The Millionaire and the Bard: Henry Folger's Obsessive Search for Shakespeare's First Folio
By Andrea Mays
Simon and Schuster May 2015
Read via Netgalley
When William Shakespeare died, many of his plays almost died with him. During the Elizabethan era, plays were not published. They were passed around so the players could memorize them and then they were discarded. A few years later, two of his fellow players decided to gather his plays together in a tribute to their talented friend. The result was the First Folio. Today it is worth millions of dollars but, at the time of publication, it was a unique prize for a few wealthy nobles or contemporaries of Shakespeare to keep in their libraries. 300 years later, an American businessman named William Clay Folger decided to start collecting Shakespeare's plays. He and his wife Emily quietly began to bid on item after item, until they caught the attention and ire of the British. Folger was determined to achieve his dream of an entire library full of Shakespeare's plays and memorabilia, but could he succeed when the British decided that he was stealing their literary treasures?
I was an English and Theatre double major in college, so I like to think that I know a fair amount about Shakespeare and his plays. It turns out that I was sort of right. While I enjoyed reading about Shakespeare's life, there was little information that was news to me. But then I read the chapters about the creation of the First Folio and it was some fascinating stuff. Paper was extremely rare and books were often ripped apart and used to bind a new book. Did you know that many Shakespeare lovers just got rid of their First Folios when the Second Folio was published, despite mistakes and omissions in that later edition?

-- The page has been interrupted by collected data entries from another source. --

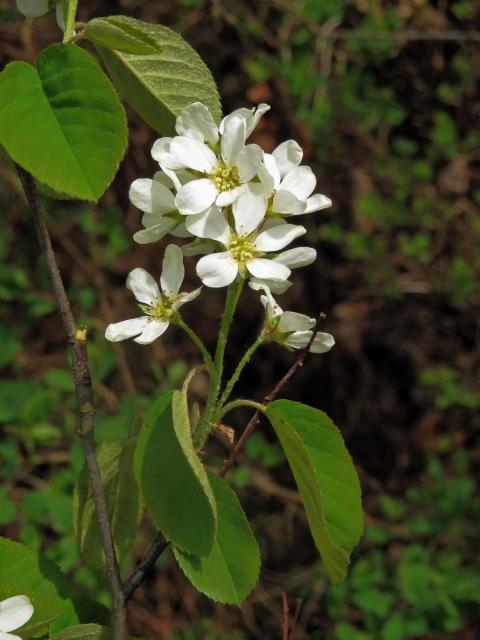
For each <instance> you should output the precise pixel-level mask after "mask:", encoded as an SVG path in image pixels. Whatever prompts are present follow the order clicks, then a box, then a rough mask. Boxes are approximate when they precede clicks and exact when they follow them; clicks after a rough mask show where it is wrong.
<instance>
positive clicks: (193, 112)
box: [175, 102, 218, 145]
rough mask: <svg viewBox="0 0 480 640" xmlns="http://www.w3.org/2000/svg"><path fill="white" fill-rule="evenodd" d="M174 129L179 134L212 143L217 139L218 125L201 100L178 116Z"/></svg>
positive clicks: (181, 113)
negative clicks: (175, 129) (216, 124)
mask: <svg viewBox="0 0 480 640" xmlns="http://www.w3.org/2000/svg"><path fill="white" fill-rule="evenodd" d="M175 129H176V131H177V133H178V135H180V136H183V135H185V136H188V137H191V138H196V139H197V140H200V142H205V140H206V141H207V142H208V143H209V144H211V145H214V144H215V143H216V142H217V140H218V127H217V125H216V124H215V121H214V119H213V116H212V114H211V113H210V111H209V110H208V109H207V107H206V106H205V105H204V104H202V103H201V102H194V103H193V104H190V105H189V106H188V107H185V109H184V110H183V111H182V113H181V114H180V115H179V116H178V118H177V122H176V125H175Z"/></svg>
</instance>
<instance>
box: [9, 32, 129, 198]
mask: <svg viewBox="0 0 480 640" xmlns="http://www.w3.org/2000/svg"><path fill="white" fill-rule="evenodd" d="M0 144H2V145H3V146H4V147H5V149H6V150H7V152H8V154H9V155H10V156H11V157H12V158H13V160H15V162H17V163H18V164H19V165H20V166H22V167H23V168H24V169H25V170H26V171H29V172H30V173H31V174H32V175H33V176H34V177H35V178H37V179H38V180H39V181H40V182H43V183H45V184H46V185H47V186H49V187H51V188H52V189H54V190H55V191H56V192H60V193H66V194H67V195H69V196H73V197H76V198H80V199H83V200H93V201H96V200H98V198H99V197H100V196H101V195H102V194H103V192H104V191H105V189H106V188H107V187H108V185H109V184H110V182H111V181H112V179H113V177H114V175H115V173H116V171H117V168H118V165H119V163H120V160H121V159H122V157H123V154H124V153H125V149H126V146H127V128H126V121H125V113H124V110H123V107H122V105H121V103H120V101H119V99H118V96H117V95H116V93H115V91H114V89H113V87H112V85H111V84H110V82H109V80H108V78H107V77H106V76H105V74H104V73H103V71H102V70H101V69H100V67H99V66H98V64H97V63H96V62H95V60H94V59H93V58H92V56H91V55H89V54H88V53H87V52H86V51H83V50H82V49H80V48H79V47H77V46H75V45H63V44H57V45H53V46H51V47H48V49H45V50H44V51H43V52H42V53H41V54H40V55H39V57H38V59H37V69H34V68H33V67H32V66H30V65H29V64H27V63H25V62H12V63H11V64H9V65H7V66H6V67H5V69H4V70H3V71H2V73H1V74H0Z"/></svg>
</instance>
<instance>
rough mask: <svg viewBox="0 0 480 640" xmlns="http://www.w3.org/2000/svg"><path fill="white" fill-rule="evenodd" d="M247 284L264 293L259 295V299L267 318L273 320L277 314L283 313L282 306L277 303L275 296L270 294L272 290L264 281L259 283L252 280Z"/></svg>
mask: <svg viewBox="0 0 480 640" xmlns="http://www.w3.org/2000/svg"><path fill="white" fill-rule="evenodd" d="M249 285H250V287H251V288H252V289H253V290H256V291H259V290H263V291H264V295H263V296H260V301H261V303H262V304H263V306H264V307H265V311H266V314H267V318H268V319H269V320H273V318H278V317H279V316H281V315H282V313H283V311H282V308H281V307H280V306H279V305H278V304H277V302H276V300H275V298H274V297H273V296H272V292H271V291H270V288H269V287H268V286H267V285H266V284H265V283H260V282H258V281H256V280H254V281H253V282H252V281H250V282H249Z"/></svg>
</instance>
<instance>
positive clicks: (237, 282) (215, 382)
mask: <svg viewBox="0 0 480 640" xmlns="http://www.w3.org/2000/svg"><path fill="white" fill-rule="evenodd" d="M243 283H244V281H243V279H241V280H239V281H238V282H234V283H232V284H231V285H230V286H229V287H228V291H227V299H226V300H225V309H224V310H223V315H222V322H221V324H220V331H219V334H218V341H217V348H216V350H215V360H214V363H213V374H212V378H211V385H210V392H209V394H208V398H207V404H206V406H205V411H204V412H203V416H202V419H201V421H200V424H199V425H198V429H197V431H196V432H195V447H196V448H201V447H202V446H203V445H204V444H205V440H206V439H207V437H208V434H209V432H210V427H211V423H212V421H213V417H214V415H215V410H216V404H217V399H218V394H219V392H220V385H221V383H222V374H223V358H224V355H225V347H226V346H227V338H228V332H229V330H230V325H231V324H232V320H233V315H234V313H235V309H236V307H237V303H238V299H239V298H240V293H241V292H242V288H243Z"/></svg>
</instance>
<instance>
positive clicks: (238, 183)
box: [152, 102, 270, 220]
mask: <svg viewBox="0 0 480 640" xmlns="http://www.w3.org/2000/svg"><path fill="white" fill-rule="evenodd" d="M269 108H270V107H268V105H264V104H262V105H259V107H258V108H257V109H256V110H249V109H238V110H237V111H234V112H233V113H231V114H230V115H228V116H226V117H225V118H224V119H223V120H222V122H221V124H220V126H219V127H217V125H216V124H215V121H214V120H213V117H212V115H211V113H210V112H209V110H208V109H207V107H205V106H204V105H203V104H201V103H200V102H195V103H193V104H191V105H189V106H188V107H186V108H185V109H184V110H183V111H182V113H181V114H180V116H179V117H178V118H177V122H176V131H177V133H178V134H179V135H178V136H175V137H174V138H160V140H157V142H156V143H155V144H154V145H153V148H152V156H153V157H154V158H155V160H157V161H158V162H159V164H160V167H161V168H162V169H164V170H170V171H173V172H177V171H178V170H182V169H187V170H188V171H190V172H194V173H196V175H197V176H198V178H197V179H195V180H191V181H190V182H188V183H187V184H184V185H181V187H180V188H179V190H178V193H177V196H176V198H175V204H176V206H177V207H178V210H179V211H180V213H181V214H183V215H185V216H190V215H195V214H198V213H201V212H203V211H206V210H207V209H209V208H210V207H211V206H212V205H214V204H215V205H216V206H217V207H226V206H228V205H231V204H232V203H234V202H235V201H236V200H237V199H238V198H239V197H240V195H241V194H248V196H247V197H248V199H249V201H250V202H252V201H255V203H256V206H255V211H256V216H257V218H258V220H260V219H261V218H262V217H263V216H264V215H265V212H266V206H267V201H266V197H265V193H264V189H263V188H261V185H260V184H259V183H258V182H257V183H255V182H252V181H253V180H254V179H255V178H256V176H257V173H258V171H259V170H260V167H261V164H262V158H263V151H262V150H261V149H260V147H259V146H258V145H255V144H249V145H246V144H245V141H246V139H247V138H248V136H249V135H250V133H251V132H252V131H253V129H254V127H255V125H256V124H257V122H258V120H259V118H260V117H261V115H262V114H263V113H265V111H267V110H268V109H269Z"/></svg>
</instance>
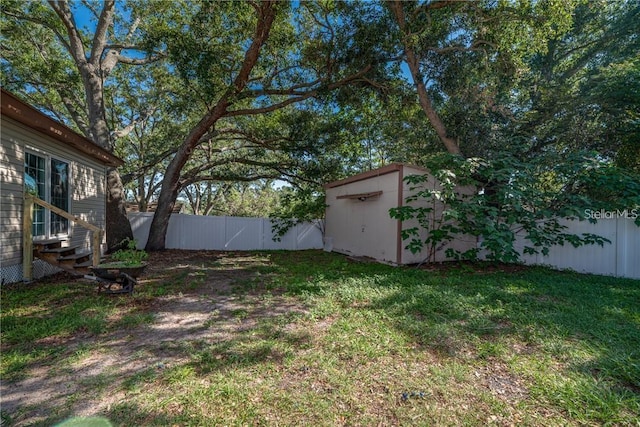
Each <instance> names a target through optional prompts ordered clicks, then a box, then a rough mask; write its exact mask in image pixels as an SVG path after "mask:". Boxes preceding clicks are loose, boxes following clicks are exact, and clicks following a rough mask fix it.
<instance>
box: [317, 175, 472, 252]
mask: <svg viewBox="0 0 640 427" xmlns="http://www.w3.org/2000/svg"><path fill="white" fill-rule="evenodd" d="M425 174H429V171H428V170H426V169H424V168H421V167H418V166H412V165H408V164H404V163H392V164H389V165H387V166H384V167H381V168H379V169H374V170H371V171H368V172H364V173H361V174H358V175H354V176H351V177H349V178H346V179H342V180H340V181H335V182H331V183H329V184H326V185H325V191H326V204H327V208H326V217H325V221H326V224H325V248H326V249H327V250H333V251H336V252H339V253H343V254H348V255H352V256H363V257H369V258H373V259H376V260H378V261H380V262H384V263H389V264H396V265H401V264H414V263H418V262H421V261H424V259H425V257H426V255H425V254H424V253H418V254H413V253H411V251H409V250H408V249H405V246H406V242H403V240H402V229H403V228H409V227H412V226H414V225H415V224H414V223H412V222H410V221H406V222H402V221H399V220H396V219H393V218H391V216H390V215H389V209H391V208H394V207H400V206H403V205H404V204H405V199H406V198H407V197H408V196H409V195H410V194H411V193H410V189H409V185H408V184H407V183H406V182H404V178H405V177H406V176H409V175H425ZM429 185H430V186H431V185H434V186H437V182H436V181H435V179H430V180H429ZM415 203H419V202H415ZM441 209H442V207H441ZM449 247H452V248H454V249H457V250H461V251H465V250H467V249H471V248H474V247H476V241H475V238H469V239H462V240H456V241H453V242H451V243H450V244H449V245H447V246H446V247H444V248H442V250H441V251H438V253H437V254H436V258H435V260H436V261H438V262H440V261H445V260H446V258H445V256H444V252H445V250H446V249H447V248H449Z"/></svg>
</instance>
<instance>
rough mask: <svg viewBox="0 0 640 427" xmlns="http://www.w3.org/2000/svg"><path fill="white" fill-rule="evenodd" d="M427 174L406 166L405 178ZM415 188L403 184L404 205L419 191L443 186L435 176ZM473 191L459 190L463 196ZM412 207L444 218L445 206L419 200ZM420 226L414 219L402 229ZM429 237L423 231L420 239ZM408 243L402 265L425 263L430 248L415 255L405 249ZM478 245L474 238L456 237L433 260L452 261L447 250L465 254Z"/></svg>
mask: <svg viewBox="0 0 640 427" xmlns="http://www.w3.org/2000/svg"><path fill="white" fill-rule="evenodd" d="M425 174H427V173H426V172H425V171H424V169H419V168H415V167H412V166H409V165H405V166H404V176H405V177H407V176H410V175H425ZM413 186H414V184H407V183H406V182H403V184H402V192H403V197H402V203H403V204H406V203H405V199H406V198H407V197H409V196H411V195H413V194H415V193H416V192H418V191H423V190H425V189H431V190H441V189H442V186H441V185H440V183H439V182H438V181H437V180H436V179H435V177H433V176H429V180H428V181H427V182H426V184H425V185H423V186H422V187H420V188H418V189H414V190H411V187H413ZM472 191H473V189H472V188H467V187H461V188H459V189H458V192H460V193H461V194H471V192H472ZM410 205H411V206H413V207H427V206H430V207H432V208H433V214H434V218H436V219H439V218H441V217H442V213H443V211H444V209H445V206H444V204H442V203H432V202H428V201H427V200H425V199H419V200H416V201H413V202H411V203H410ZM418 225H419V224H418V220H416V219H412V220H409V221H404V222H403V223H402V229H408V228H412V227H416V226H418ZM430 227H434V222H433V221H431V222H430ZM427 236H428V233H427V230H425V229H422V232H421V233H420V238H421V239H422V240H423V241H424V240H425V239H426V238H427ZM408 243H409V241H408V240H405V241H403V242H402V259H401V264H415V263H420V262H423V261H425V259H427V258H428V257H429V248H426V247H425V248H424V249H423V250H422V251H421V252H419V253H417V254H413V253H412V252H411V251H410V250H409V249H406V248H405V247H406V246H407V244H408ZM476 245H477V240H476V238H475V237H474V236H464V235H461V236H456V239H454V240H453V241H451V242H449V243H447V244H445V245H443V246H442V247H439V248H438V250H437V251H436V252H435V258H433V259H432V260H433V261H435V262H443V261H447V260H450V258H447V256H446V251H447V249H454V250H457V251H460V252H464V251H467V250H469V249H473V248H475V247H476Z"/></svg>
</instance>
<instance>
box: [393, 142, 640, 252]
mask: <svg viewBox="0 0 640 427" xmlns="http://www.w3.org/2000/svg"><path fill="white" fill-rule="evenodd" d="M430 163H431V164H429V165H428V167H429V169H430V170H431V171H433V176H434V177H435V178H436V181H435V182H434V181H433V180H430V179H429V176H428V175H423V176H418V175H413V176H408V177H406V178H405V181H406V182H407V183H408V184H409V185H410V191H411V192H412V194H411V195H410V196H409V197H407V198H406V202H407V205H405V206H402V207H399V208H393V209H391V210H390V212H389V213H390V215H391V217H392V218H395V219H399V220H401V221H407V220H410V219H415V220H417V222H418V226H416V227H411V228H407V229H403V231H402V238H403V239H404V240H408V243H407V246H406V248H407V249H409V250H411V251H412V252H413V253H418V252H421V251H423V250H424V249H427V250H428V254H427V256H426V258H427V259H429V260H433V259H435V254H436V253H437V252H438V251H440V250H442V249H443V248H444V247H445V244H446V243H448V242H450V241H452V240H454V239H456V238H459V237H461V236H464V235H467V236H474V237H476V238H478V240H479V242H480V244H479V246H478V247H477V248H473V249H469V250H467V251H464V252H461V251H458V250H454V249H451V248H449V249H447V250H446V252H445V253H446V256H447V257H450V258H452V259H469V260H476V259H477V258H478V255H479V253H480V251H481V250H483V249H484V250H486V252H487V258H488V259H490V260H495V261H501V262H517V261H518V260H519V258H520V254H519V253H518V251H517V250H516V249H515V248H514V243H515V241H516V234H517V233H520V232H522V233H524V234H525V239H526V240H527V241H528V244H527V245H526V246H525V247H524V253H525V254H538V253H542V254H543V255H546V254H548V252H549V248H550V247H551V246H554V245H564V244H565V243H568V244H571V245H573V246H574V247H578V246H581V245H586V244H599V245H601V246H602V245H604V243H607V242H608V243H610V242H609V240H607V239H605V238H603V237H601V236H597V235H595V234H591V233H582V234H579V235H578V234H572V233H567V232H566V229H567V226H565V225H563V224H562V222H561V220H562V219H573V220H589V221H591V222H596V221H597V219H596V218H594V216H593V215H590V213H592V212H597V211H599V210H601V209H604V210H607V211H615V212H620V213H623V212H626V213H627V214H628V215H631V216H632V217H634V218H635V222H636V224H638V225H639V226H640V180H638V177H635V176H634V175H633V174H631V173H630V172H626V171H624V170H621V169H619V168H616V167H614V166H612V165H609V164H606V163H603V162H602V161H601V160H599V159H598V158H595V157H594V156H589V155H584V154H582V155H572V156H566V157H565V158H564V159H558V158H554V157H551V156H541V157H539V158H536V159H532V160H529V161H521V160H518V159H515V158H513V157H510V156H503V157H499V158H495V159H491V160H486V159H477V158H474V159H462V158H460V157H452V156H446V157H436V158H433V159H432V160H431V162H430ZM464 188H466V189H468V191H466V192H465V191H460V190H461V189H464ZM416 202H419V203H416ZM425 236H426V237H425Z"/></svg>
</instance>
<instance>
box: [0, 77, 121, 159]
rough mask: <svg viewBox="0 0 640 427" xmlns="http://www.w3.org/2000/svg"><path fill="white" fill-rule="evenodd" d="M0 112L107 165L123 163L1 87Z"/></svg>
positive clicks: (93, 143)
mask: <svg viewBox="0 0 640 427" xmlns="http://www.w3.org/2000/svg"><path fill="white" fill-rule="evenodd" d="M0 113H1V114H2V115H3V116H7V117H10V118H12V119H13V120H16V121H18V122H20V123H22V124H24V125H26V126H28V127H29V128H31V129H33V130H36V131H38V132H40V133H42V134H44V135H47V136H50V137H51V138H53V139H55V140H57V141H59V142H61V143H62V144H64V145H67V146H70V147H73V148H75V149H76V150H78V151H80V152H82V153H84V154H85V155H87V156H88V157H91V158H93V159H96V160H98V161H99V162H101V163H103V164H105V165H107V166H113V167H117V166H121V165H122V164H124V161H123V160H122V159H120V158H119V157H116V156H114V155H113V154H111V153H110V152H109V151H107V150H105V149H104V148H102V147H100V146H99V145H97V144H96V143H94V142H93V141H91V140H90V139H88V138H86V137H84V136H82V135H80V134H79V133H77V132H75V131H74V130H72V129H70V128H68V127H67V126H65V125H63V124H62V123H60V122H58V121H56V120H53V119H52V118H51V117H49V116H47V115H45V114H43V113H41V112H40V111H38V110H36V109H35V108H33V107H32V106H30V105H28V104H26V103H24V102H23V101H21V100H20V99H19V98H18V97H16V96H15V95H14V94H12V93H11V92H8V91H6V90H4V89H2V97H1V98H0Z"/></svg>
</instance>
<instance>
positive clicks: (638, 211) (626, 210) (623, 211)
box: [584, 209, 640, 219]
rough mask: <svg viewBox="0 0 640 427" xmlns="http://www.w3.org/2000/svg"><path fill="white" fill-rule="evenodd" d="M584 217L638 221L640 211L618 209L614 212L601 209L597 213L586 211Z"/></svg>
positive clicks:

The portions of the book that follow the Folgers are very interesting as well. Andrea Mays brings Emily and William to life, showing their quiet admiration for each other and the beautiful work of Shakespeare. It's not meant to be humorous, but there is something funny about Folger's placid reaction to the angry British literary community. His response was something along the lines of, "Well, I bought them. None of you wanted to bid on them and I had money. So I bought them." He found nothing bizarre about bidding on literary treasures and then putting them in storage, sometimes without even seeing them.
The Millionaire and The Bard is a vital read for anyone who loves Shakespeare and anyone who loves to learn. The reader who picks this book will be treated to new insight about the life and work of the Bard, publishing in the 17th century, and the quiet and determined lives of a couple who loved Shakespeare. I will definitely be making a trip to the Folger Library at some point to see the legacy that Henry and Emily Folger spent a lifetime creating.